I tried Deep Purple and guess what purple buds and leaves smells like grape slushy got a choke to it wonderful taste and flavor Do granddaddy and the kush thing maybe mix with a haze or widow


----------



## LtlWilli (Nov 19, 2016)

Since I refuse to support the cartels, I have been smoking only what I have grown here for months...So far, Bubblegum and Big Bomb are to my liking.


----------



## cannagardenguy (Nov 20, 2016)

Mazar


----------



## OG Jewish connissor (Nov 21, 2016)

me too its great smoking for months what I grew nothing like it. Day 4 my 50 starters Deep Purple male x kush, NL ML have all popped their heads looking great for November should be interesting I will veg 5 or 6 weeks then flower sort the males start more seeds and continue until spring I will regenerate these females why because they love to expand when regenerated I mean alot more than a seed does most of the time. You learn something new every grow and I been doing this since I was 14 now at almost 62 the interest still sparks my emotions as I put all the love I got left into making them go thru the cycle of lifes giving pleasures we all agree on that right????


----------



## OG Jewish connissor (Nov 21, 2016)

Tkm953 said:


> Grew some cherry hash from bodhi ,outdoors this past summer,plants were around six feet and very potent.


What do you mean cherry hash what type or kind of species of plant is that OG?


----------



## OG Jewish connissor (Nov 21, 2016)

luckybleu said:


> Hi ,ordering some beans looking for some recommendations on some good indica strains maybe some purps , any input welcome.Thanks


Try deep purple or granddaddy purps you might like lsd comes out like that and fruity pebbles incredible colors appear


----------



## HydroNito305 (Nov 21, 2016)

LtlWilli said:


> Since I refuse to support the cartels, I have been smoking only what I have grown here for months...So far, Bubblegum and Big Bomb are to my liking.


"Big Bomb"


----------



## Olive Drab Green (Nov 21, 2016)

Anything from Humboldt Seed Organization.


----------



## luckybleu (Nov 25, 2016)

HydroNito305 said:


> "Big Bomb"
> View attachment 3836788


Did the thc bomb last run good nighttime smoke


----------



## OG Jewish connissor (Nov 25, 2016)

So what exactly is Thc Bombs makeup genetics thc% time to grow from seed to harvest ave weight smell color?? These are the things I need to know quote from Riddick the Lord Marshall speaks Necros


----------



## Olive Drab Green (Nov 25, 2016)

OG Jewish connissor said:


> So what exactly is Thc Bombs makeup genetics thc% time to grow from seed to harvest ave weight smell color?? These are the things I need to know quote from Riddick the Lord Marshall speaks Necros


You spelled Connoisseur wrong, and if you are an OG guy, look into HSO's gear.


----------



## OG Jewish connissor (Nov 25, 2016)

Olive Drab Green said:


> You spelled Connoisseur wrong, and if you are an OG guy, look into HSO's gear.
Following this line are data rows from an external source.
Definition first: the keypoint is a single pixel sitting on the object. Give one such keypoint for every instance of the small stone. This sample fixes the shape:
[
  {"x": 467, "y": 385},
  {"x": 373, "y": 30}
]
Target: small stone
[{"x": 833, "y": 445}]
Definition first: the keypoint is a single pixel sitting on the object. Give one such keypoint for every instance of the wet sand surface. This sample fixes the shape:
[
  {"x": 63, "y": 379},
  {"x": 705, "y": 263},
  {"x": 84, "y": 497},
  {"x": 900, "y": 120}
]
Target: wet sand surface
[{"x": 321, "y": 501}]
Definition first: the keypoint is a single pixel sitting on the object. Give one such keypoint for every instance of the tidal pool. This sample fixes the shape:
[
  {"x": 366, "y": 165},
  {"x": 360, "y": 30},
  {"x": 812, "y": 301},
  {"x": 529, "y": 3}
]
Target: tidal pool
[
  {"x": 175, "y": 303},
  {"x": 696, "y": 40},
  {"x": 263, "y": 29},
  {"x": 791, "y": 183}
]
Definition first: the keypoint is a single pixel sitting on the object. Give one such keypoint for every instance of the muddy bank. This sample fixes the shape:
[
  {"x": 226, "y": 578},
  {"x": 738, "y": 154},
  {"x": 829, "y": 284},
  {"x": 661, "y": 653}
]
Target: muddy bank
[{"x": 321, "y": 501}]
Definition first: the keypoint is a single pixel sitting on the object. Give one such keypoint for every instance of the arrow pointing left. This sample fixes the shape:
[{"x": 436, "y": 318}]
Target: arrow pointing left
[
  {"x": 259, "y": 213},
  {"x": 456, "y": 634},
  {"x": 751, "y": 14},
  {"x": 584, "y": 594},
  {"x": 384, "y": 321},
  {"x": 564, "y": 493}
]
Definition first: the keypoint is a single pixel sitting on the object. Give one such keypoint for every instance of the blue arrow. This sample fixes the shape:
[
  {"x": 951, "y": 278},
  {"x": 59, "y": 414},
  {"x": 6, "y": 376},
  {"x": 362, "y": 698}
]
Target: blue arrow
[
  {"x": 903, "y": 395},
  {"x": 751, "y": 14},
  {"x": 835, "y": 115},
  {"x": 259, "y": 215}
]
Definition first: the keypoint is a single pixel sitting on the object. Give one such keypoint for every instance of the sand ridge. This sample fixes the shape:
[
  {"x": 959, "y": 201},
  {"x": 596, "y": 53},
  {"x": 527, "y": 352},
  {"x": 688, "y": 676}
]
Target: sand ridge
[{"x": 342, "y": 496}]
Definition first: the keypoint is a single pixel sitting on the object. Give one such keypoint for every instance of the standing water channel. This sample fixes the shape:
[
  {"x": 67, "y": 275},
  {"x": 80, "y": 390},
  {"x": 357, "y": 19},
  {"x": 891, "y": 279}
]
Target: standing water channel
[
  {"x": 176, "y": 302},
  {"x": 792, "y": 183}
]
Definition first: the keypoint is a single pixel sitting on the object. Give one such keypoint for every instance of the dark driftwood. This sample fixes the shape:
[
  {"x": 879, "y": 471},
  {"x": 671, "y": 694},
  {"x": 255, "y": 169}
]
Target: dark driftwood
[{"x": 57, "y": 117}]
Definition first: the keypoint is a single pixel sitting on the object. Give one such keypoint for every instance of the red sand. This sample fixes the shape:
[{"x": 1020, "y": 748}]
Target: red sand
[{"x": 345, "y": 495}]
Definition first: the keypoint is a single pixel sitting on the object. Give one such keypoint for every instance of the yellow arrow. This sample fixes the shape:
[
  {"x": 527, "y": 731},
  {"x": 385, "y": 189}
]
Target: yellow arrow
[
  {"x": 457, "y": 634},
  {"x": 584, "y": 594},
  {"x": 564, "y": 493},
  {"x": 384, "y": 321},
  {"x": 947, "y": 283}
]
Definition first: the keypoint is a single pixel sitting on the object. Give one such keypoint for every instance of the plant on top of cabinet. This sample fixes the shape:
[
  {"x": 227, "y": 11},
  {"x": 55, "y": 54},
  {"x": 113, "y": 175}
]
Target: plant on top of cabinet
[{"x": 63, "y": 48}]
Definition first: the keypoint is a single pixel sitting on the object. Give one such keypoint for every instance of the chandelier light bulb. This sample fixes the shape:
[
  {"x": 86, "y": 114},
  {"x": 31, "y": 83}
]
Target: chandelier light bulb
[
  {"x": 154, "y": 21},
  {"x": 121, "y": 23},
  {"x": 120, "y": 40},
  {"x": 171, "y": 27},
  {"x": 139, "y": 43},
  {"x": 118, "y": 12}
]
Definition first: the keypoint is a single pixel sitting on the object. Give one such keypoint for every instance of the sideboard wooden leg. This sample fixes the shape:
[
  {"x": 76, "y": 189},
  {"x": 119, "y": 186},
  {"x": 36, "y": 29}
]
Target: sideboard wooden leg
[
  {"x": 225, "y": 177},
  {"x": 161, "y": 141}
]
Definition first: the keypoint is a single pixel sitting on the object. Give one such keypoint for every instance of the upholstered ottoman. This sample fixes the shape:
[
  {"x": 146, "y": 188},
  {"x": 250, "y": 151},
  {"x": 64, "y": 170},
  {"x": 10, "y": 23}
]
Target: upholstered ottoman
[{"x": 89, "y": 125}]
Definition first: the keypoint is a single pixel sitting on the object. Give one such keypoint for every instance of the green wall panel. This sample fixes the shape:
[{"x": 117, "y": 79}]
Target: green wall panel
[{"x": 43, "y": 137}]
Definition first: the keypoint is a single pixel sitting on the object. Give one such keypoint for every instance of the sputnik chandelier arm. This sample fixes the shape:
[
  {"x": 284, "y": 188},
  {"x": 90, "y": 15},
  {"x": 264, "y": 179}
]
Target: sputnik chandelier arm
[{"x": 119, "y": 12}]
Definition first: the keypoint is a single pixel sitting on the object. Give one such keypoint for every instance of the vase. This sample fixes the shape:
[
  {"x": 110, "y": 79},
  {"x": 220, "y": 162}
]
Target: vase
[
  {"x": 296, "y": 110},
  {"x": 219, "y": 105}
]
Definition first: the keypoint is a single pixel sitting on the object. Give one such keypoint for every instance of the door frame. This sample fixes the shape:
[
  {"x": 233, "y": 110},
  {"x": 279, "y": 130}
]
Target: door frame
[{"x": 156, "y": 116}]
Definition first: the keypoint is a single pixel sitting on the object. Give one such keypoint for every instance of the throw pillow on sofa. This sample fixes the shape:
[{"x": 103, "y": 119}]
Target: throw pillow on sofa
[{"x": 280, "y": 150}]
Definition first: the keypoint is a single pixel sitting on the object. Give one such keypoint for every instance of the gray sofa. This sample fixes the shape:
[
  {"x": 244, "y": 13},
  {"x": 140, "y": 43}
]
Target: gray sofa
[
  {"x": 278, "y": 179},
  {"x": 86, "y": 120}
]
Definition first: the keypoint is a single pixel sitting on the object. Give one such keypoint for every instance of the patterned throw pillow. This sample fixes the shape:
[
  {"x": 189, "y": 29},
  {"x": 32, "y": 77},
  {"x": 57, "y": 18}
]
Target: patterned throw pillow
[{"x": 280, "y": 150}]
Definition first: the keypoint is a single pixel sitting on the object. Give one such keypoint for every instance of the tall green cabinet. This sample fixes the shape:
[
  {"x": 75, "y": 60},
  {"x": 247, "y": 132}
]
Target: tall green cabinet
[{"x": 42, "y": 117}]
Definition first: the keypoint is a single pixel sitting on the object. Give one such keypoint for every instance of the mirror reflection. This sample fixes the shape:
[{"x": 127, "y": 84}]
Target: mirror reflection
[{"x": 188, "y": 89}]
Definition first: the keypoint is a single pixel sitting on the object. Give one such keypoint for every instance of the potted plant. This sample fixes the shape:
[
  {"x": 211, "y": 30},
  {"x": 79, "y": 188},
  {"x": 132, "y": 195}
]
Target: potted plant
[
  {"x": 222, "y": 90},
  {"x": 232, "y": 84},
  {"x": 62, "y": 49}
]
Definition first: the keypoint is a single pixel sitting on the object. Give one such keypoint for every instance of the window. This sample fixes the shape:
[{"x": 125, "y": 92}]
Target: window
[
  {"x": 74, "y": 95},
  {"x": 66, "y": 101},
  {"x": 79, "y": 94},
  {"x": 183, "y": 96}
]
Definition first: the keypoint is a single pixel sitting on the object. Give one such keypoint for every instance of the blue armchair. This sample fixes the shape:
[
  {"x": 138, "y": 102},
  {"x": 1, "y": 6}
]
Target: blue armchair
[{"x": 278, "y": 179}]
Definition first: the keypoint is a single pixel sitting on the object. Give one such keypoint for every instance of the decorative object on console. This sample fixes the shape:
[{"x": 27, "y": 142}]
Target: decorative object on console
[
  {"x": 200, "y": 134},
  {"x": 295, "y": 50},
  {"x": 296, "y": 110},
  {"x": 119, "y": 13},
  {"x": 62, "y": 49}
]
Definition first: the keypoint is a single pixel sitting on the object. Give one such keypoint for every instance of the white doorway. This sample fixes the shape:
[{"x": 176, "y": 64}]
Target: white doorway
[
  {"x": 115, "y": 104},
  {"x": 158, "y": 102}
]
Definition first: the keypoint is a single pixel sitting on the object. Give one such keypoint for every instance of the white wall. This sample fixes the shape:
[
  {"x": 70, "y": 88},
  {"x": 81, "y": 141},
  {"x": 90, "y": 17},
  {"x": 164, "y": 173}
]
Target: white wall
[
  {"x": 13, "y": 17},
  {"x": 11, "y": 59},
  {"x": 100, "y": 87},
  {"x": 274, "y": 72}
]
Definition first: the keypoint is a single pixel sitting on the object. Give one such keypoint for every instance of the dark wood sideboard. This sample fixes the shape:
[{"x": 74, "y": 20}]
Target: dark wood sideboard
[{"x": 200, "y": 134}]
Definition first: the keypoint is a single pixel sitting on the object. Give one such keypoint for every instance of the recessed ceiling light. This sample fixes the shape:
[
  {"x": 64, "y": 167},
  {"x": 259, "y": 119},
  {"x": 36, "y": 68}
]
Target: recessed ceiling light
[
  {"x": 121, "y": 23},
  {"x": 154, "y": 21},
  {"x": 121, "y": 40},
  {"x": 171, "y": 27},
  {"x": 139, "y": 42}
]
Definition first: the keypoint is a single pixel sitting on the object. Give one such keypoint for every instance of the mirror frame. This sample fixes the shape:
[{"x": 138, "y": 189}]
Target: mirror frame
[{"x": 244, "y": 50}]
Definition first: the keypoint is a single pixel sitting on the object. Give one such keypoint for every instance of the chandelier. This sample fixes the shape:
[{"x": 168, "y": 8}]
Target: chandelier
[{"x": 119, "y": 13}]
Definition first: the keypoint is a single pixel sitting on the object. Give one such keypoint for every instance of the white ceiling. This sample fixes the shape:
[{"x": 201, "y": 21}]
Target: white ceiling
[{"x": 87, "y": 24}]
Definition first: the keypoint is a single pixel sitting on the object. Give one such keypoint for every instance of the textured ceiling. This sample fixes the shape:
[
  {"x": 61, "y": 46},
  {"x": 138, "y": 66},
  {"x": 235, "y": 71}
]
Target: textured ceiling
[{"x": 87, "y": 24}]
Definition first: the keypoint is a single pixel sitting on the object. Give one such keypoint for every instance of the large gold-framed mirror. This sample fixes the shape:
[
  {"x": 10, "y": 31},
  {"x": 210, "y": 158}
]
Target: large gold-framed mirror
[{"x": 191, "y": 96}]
What is with this spell it wrong you know what I meant I have a cognitive deficit get on me about that wow Olive oil come on its the message that counts I been indulging for 49 years how about you??? If I spelled it right I might not have got to use the name since we are all connoisseurs What is HSO's gear and what the heck is your statement about?? I know all about spirituality as I am there at this time are you? OG Jewish C


----------



## Olive Drab Green (Nov 25, 2016)

OG Jewish connissor said:


> What is with this spell it wrong you know what I meant I have a cognitive deficit get on me about that wow Olive oil come on its the message that counts I been indulging for 49 years how about you??? If I spelled it right I might not have got to use the name since we are all connoisseurs What is HSO's gear and what the heck is your statement about?? I know all about spirituality as I am there at this time are you? OG Jewish C


Easy, brother. If you are so spiritual, calm your soul.


----------



## Olive Drab Green (Nov 25, 2016)

@OG Jewish connissor

https://www.humboldtseeds.net/en/buy-cannabis-seeds/

You can't order directly from this site, but here's a menu for you. Order from @Midweek Song or @GorillaSeedBank, or any site sponsor, really.

Some of their OGs:

-Chocolate Mint OG
-Lemon Garlic OG
-Lost Coast OG

etc.


----------



## OG Jewish connissor (Nov 25, 2016)

The soul is calm when I play my music even more thanks for the comment live long and Prosper


----------



## LtlWilli (Nov 25, 2016)

luckybleu said:


> Did the thc bomb last run good nighttime smoke


Yes, the Bomb was easy to sleep with and relax...Most enjoyable.


----------



## luckybleu (Nov 26, 2016)

Olive Drab Green said:


> You spelled Connoisseur wrong, and if you are an OG guy, look into HSO's gear.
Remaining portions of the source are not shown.